Einstweilen sei nur gesagt, daß die Worte »Ich verkündige Euch große Freude« mir damals
auch in ganz besonderer Beziehung zu einer wahren Weihnachtsbotschaft wurden.
Ich, der ärmste unter den Schülern meiner Klasse, liebte die Musik glühend und nahm außer
dem gewöhnlichen Unterrichte noch Privatstunden in der Harmonielehre u.s.w., was mich auf
trockenes Brot setzte, denn ich ernährte mich durch Unterrichtgeben à Stunde 50 Pfennige
und mußte also die Stunde Harmonielehre zu einem Thaler mit sechs Stunden meiner
Privatzeit bezahlen. Das that ich aber gern, und der Hunger von damals hat mir bis heute noch
nichts geschadet.
In der Theorie – nicht etwa praktischen Komposition – bei der Motette angelangt, setzte ich
mich eines Tages mit der nur durch meine Jugend zu entschuldigenden Idee hin, über das
Lieblingsthema »Ich verkündige Euch große Freude« eine Weihnachtsmotette zu
komponieren. Wie gedacht, so gethan! Das opus operatum sollte freilich tiefes Geheimnis
bleiben, war aber schon bald nach seiner Vollendung aus meinem Kasten verschwunden.
Später erfuhr ich, daß ein mir übelwollender Mitschüler es mir wegstibitzt und, um mich zu
blamieren, es meinem Lehrer, einem alten, braven Kantor, durch die Post zugeschickt hatte.

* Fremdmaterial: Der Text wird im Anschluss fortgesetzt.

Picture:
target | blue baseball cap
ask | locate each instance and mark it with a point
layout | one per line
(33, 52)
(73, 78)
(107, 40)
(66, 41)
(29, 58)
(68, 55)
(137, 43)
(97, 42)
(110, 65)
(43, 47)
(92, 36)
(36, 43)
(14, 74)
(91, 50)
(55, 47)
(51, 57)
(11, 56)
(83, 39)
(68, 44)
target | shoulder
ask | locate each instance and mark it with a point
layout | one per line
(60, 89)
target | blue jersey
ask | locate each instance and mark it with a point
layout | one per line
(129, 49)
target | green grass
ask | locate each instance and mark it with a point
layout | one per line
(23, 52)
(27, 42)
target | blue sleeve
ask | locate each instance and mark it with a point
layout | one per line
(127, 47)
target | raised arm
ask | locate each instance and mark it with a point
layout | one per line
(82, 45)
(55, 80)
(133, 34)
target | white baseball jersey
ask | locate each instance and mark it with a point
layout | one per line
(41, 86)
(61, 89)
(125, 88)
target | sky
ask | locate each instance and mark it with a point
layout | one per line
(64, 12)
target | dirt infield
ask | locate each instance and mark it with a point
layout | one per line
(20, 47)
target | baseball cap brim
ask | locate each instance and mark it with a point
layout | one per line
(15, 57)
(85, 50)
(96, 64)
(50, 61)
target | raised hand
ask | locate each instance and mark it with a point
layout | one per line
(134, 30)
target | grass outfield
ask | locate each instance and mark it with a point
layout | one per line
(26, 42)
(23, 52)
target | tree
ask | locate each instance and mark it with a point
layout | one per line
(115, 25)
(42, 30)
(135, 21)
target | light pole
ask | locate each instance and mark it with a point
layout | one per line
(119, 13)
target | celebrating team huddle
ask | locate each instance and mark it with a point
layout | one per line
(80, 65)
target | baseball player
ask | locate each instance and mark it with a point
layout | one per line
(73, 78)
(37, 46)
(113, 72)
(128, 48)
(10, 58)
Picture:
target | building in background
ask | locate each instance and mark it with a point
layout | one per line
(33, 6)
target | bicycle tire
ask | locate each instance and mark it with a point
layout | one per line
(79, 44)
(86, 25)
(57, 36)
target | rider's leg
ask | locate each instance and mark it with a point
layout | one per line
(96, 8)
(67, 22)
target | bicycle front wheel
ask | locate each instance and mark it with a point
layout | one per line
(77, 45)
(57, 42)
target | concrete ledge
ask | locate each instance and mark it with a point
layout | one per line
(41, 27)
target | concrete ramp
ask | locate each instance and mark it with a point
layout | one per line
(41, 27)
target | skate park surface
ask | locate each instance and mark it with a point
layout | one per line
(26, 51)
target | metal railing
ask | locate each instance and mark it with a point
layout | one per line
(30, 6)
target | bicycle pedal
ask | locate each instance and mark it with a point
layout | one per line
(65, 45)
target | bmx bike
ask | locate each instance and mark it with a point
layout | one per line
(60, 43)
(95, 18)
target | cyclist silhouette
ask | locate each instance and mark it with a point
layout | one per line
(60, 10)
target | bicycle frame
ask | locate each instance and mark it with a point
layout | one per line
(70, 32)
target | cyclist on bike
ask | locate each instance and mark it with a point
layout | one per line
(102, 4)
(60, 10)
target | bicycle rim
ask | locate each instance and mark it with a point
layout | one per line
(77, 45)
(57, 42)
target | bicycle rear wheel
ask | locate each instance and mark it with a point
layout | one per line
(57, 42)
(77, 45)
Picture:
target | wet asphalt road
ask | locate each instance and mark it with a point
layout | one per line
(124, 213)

Ich suchte lange nach dem verlorenen Heiligtume und gab es endlich auf, es jemals
wiederzufinden.
Wie nun selten ein Unglück allein kommt – und das eigenmächtige Überschreiten der einem
Schüler gezogenen geistigen Grenzen kann leicht zum Unglück für ihn werden –, kam mir
grad zu jener Zeit ein Unterhaltungsblatt zu Gesicht, in welchem eine Konkurrenz, ein
Weihnachtsgedicht betreffend, mit drei Preisen zu 30, 20 und zehn Thalern ausgeschrieben
wurde. Mein Lieblingsthema, meine Armut und wer weiß was sonst noch für gute oder nicht
gute Gründe, »drückten mir«, wie berufene Dichter zu sagen pflegen, »Die Feder in die
Hand«; ich setzte mich abermals hin und brachte ein Gedicht von 32, schreibe und sage mit
Worten: zweiunddreißig vierzeiligen Strophen zu Papier. Es ist jedermann, besonders aber
jedem Redakteur bekannt, daß ein Gedicht, je länger es ist, desto leichter in den Papierkorb
wandert, und auch ich wußte wenigstens, daß der Wert eines Poems nicht mit seiner Länge zu
wachsen pflegt; aber nach der Disposition, die ihm zu Grunde lag, hatte es eben nicht kürzer
werden können; im Gegenteile, wenn ich alle Gedanken, die mir gekommen waren,
niedergeschrieben hätte, wären es wohl tausend Zeilen geworden. Ich fertigte also das
verlangte Motto an, steckte dieses mit dem Gedichte in ein Couvert für 3 Pfennige, siegelte es
mit für 5 Pfennige Rotlack zu, klebte mein letztes Geld in Gestalt von Briefmarken in die
Ecke rechts über der Adresse der Redaktion und trug den Brief in höchst feierlicher
Stimmung bis zur übernächsten Straße, wo der Briefkasten hing. Als er mit hohlem Geräusch
hineingefallen war, sah ich den Kasten noch lange an. Er kam mir jetzt ganz anders vor, als er
früher ausgesehen hatte. Das war aber auch sehr leicht zu erklären, denn zweiunddreißig
Strophen auf einmal zu verschlingen, das hatte wohl noch kein vernünftiger Mensch von ihm
verlangt.
Aber auch mit mir ging eine Veränderung vor. Wer mich beobachtete, der mußte unbedingt
bemerken, daß ich ein schlechtes Gewissen hatte. Meine Haltung kam mir unmännlich und
mein Gang schlottrig vor; die Augen verloren ihre bisher nach vorn gerichtete Direktion und
begannen, sich vorzugsweise und verstohlen bald nach rechts und bald nach links zu richten,
ob mir die zweiunddreißig Strophen vielleicht anzusehen seien. Kein Brot, selbst das ganz
trockene, wollte mir mehr schmecken; der Schlaf streikte, und wenn er seine Pflicht einmal
that, so träumte ich von allerlei Ungeheuerlichkeiten, z.B. von einem großen Briefkasten,
welcher in Gestalt einer blauen Riesenkröte auf mein Bett gekrochen kam und mich so lange
drückte, bis ich mit einem Schrei erwachte.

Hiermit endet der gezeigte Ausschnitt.